The Circular Carbon Economy concept serves as a framework for effective carbon management for both carbon-based materials and carbon-based sources of energy.
The Circular Carbon Economy recognizes carbon’s multiple forms and benefits while defining positive ways for carbon to be used safely, productively and profitably. Guided by Cradle to Cradle Design’s biological and technical nutrient cycles, the Circular Carbon Economy is designed to directly address the climate crisis. With these two distinct carbon cycles, the intention is to reduce, reuse, recycle and recover carbon-based materials and hydrocarbon energy sources in ways which eliminate waste, support regenerative growth and restore the Earth’s natural abundance and diversity. In this framework, biological nutrients are safely cycled to accrue living carbon into the Regenerative Biosphere while technical nutrients are safely used, reused, recycled and returned to the Circular Technosphere across generations of economic growth and prosperity.
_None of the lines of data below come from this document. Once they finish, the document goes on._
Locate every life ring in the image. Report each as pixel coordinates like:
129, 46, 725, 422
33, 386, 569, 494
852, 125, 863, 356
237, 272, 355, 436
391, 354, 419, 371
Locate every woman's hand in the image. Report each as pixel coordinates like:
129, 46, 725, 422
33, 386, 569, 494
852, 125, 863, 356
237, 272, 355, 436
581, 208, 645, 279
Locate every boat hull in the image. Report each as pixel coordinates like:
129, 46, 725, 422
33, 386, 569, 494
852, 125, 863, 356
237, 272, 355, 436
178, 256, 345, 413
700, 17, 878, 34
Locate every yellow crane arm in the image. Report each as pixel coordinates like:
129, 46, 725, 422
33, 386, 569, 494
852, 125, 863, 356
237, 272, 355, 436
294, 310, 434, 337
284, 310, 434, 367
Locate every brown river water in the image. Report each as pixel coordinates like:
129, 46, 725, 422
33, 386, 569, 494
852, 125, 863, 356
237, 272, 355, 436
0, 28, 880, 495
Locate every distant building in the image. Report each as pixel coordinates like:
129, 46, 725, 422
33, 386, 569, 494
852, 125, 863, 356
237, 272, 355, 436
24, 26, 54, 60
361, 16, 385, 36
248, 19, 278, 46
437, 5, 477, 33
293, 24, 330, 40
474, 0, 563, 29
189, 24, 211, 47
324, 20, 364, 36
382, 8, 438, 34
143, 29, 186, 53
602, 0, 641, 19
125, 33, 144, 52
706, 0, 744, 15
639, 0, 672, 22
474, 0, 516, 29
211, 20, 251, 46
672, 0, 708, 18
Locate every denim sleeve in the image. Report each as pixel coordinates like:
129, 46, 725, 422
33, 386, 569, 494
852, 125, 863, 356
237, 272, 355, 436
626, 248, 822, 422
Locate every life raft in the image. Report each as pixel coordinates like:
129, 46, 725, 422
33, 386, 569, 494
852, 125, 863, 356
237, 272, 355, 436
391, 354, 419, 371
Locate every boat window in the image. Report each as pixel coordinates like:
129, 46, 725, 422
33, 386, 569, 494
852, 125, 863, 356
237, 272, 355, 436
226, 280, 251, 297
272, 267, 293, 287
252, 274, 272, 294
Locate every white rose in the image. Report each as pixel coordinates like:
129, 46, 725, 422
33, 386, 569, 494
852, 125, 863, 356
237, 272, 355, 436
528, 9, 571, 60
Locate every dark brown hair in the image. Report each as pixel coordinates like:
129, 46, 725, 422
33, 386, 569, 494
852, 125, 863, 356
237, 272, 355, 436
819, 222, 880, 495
“Building upon Cradle to Cradle and the New Language of Carbon, we can build a framework for carbon materials management that embraces the good intentions of the Three Rs (recycle, reduce and reuse) while seeking to improve upon their performance, adding to the traditional hierarchy new principles to eliminate the concept of waste, enable effective material flows and create a truly sustainable carbon economy that is both safe and circular. To the Three Rs, we add a fourth – Remove. Let us seek to identify, encourage and implement strategies to remove fugitive carbon from our oceans, lands and atmosphere.”
William McDonough
The G20 Presidency invited William McDonough to open the March G20 Climate Stewardship Working Group and Energy Sustainability Working Group meetings by presenting the Circular Carbon Economy concept. McDonough collaborated with marine biologist, Carlos Duarte, on this concept which integrates innovative business models of the larger circular economy where carbon is both a valuable material and a valuable energy source.
McDonough also provided guidance and contributed to KAPSARC’s CCE Guide Overview, published in August 2020. This report introduces the concept of the Circular Carbon Economy and serves as an overview of the CCE Guide (www.cceguide.org). The guide consists of eight reports at the time of its launch and additional reports may be added to it over time.
In November 2020, world leaders encouraged the use of the Circular Carbon Economy framework.